Nevertheless, in order to obtain enough signatures on the final document for ratification, the Bill of Rights had to be incorporated as part of the Constitution. The signers wanted the added protection of telling the Federal government to keep its hands off individual rights and freedoms. The States submitted one hundred eighty-nine suggestions. These were finally consolidated into the ten provisions now known as the Bill of Rights.
Lonnie D. Crockett writes, “In truth, the Bill of Rights is not a declaration of rights… it is a declaration of prohibitions against the Federal government. One will notice that Amendment 1 begins, ‘Congress shall make no law’. The Bill of Rights is, again, the ‘keep your hands off’ declaration.”
So, the purpose of the Bill of Rights was to limit the Federal government, not the People. They are statements of what the government is prohibited from doing. They are not rights granted to the People by their government. The Signers of the Declaration had already established that unalienable rights are given to each natural-born person by our Creator and must not be violated, diminished, or taken away by government. The first five words of the First Amendment, ‘Congress shall make no law’ reinforces the mission statement of unalienable rights established in the Declaration.
“The American Bill of Rights is a legacy from tens of thousands of Englishmen who suffered torture, hanging, beheading, imprisonment, exile and being burned alive in an effort to preserve those basic rights set forth in previous documents as far back as the Magna Carta of 1215.” ~from The Making of America
The First Amendment is as follows: “Congress shall make no law respecting an establishment of religion, or prohibiting the free exercise thereof; or abridging the freedom of speech, or of the press; or the right of the people peaceably to assemble; and to petition the Government for a redress of grievances”.
The persecution of religious practices in England was still fresh in the colonists’ minds. It was one of the most important motivating factors behind why so many settlers risked life and limb to fight for independence. When the American government declared the First Amendment as the supreme law of the land, this set the new nation apart from all other nations up to that time. It is the fundamental building block upon which our Republic rests.
And yet, by a strange perversion of this guarantee to the American people, the enemies of America cite the First Amendment as their protection and support while they attempt to dismantle our Republic piece by piece from within.
The First Amendment guarantees freedom to all Americans from Federal interference in anything involving their religion, speech, press, assembly, and petitioning their government. Remember that the next time you witness a Federal agency like the BLM or USFS set up so-called ‘free speech zones’. These ‘zones’ are actually free speech violations sponsored by our government – the very system We created to protect our natural rights.

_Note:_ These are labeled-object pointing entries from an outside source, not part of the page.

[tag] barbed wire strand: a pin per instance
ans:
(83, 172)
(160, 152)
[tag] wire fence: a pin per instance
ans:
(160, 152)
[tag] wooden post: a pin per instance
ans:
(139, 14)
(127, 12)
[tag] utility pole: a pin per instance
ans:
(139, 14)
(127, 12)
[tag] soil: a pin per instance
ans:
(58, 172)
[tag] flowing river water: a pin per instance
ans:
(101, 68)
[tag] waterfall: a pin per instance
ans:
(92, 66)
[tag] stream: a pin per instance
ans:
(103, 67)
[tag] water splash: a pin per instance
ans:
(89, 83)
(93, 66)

It is up to us as Americans to learn our system and maintain our republic. Thomas Jefferson said, “The general (federal) government will tend to monarchy, which will fortify itself from day to day, instead of working its own cures.”
Therefore, it is not up to the politicians to ‘work its own cures’ and keep government within its proper boundaries. Historically, governments’ natural tendency is to grow itself bigger and bigger until the people are subservient to it. It is up to the People to defend their rights, hold government accountable, and keep their republic intact.
John Adams wrote to his beloved Abigail, “Posterity! You will never know, how much it cost the present Generation, to preserve your Freedom! I hope you will make a good Use of it. If you do not, I shall repent in Heaven, that I ever took half the Pains to preserve it.”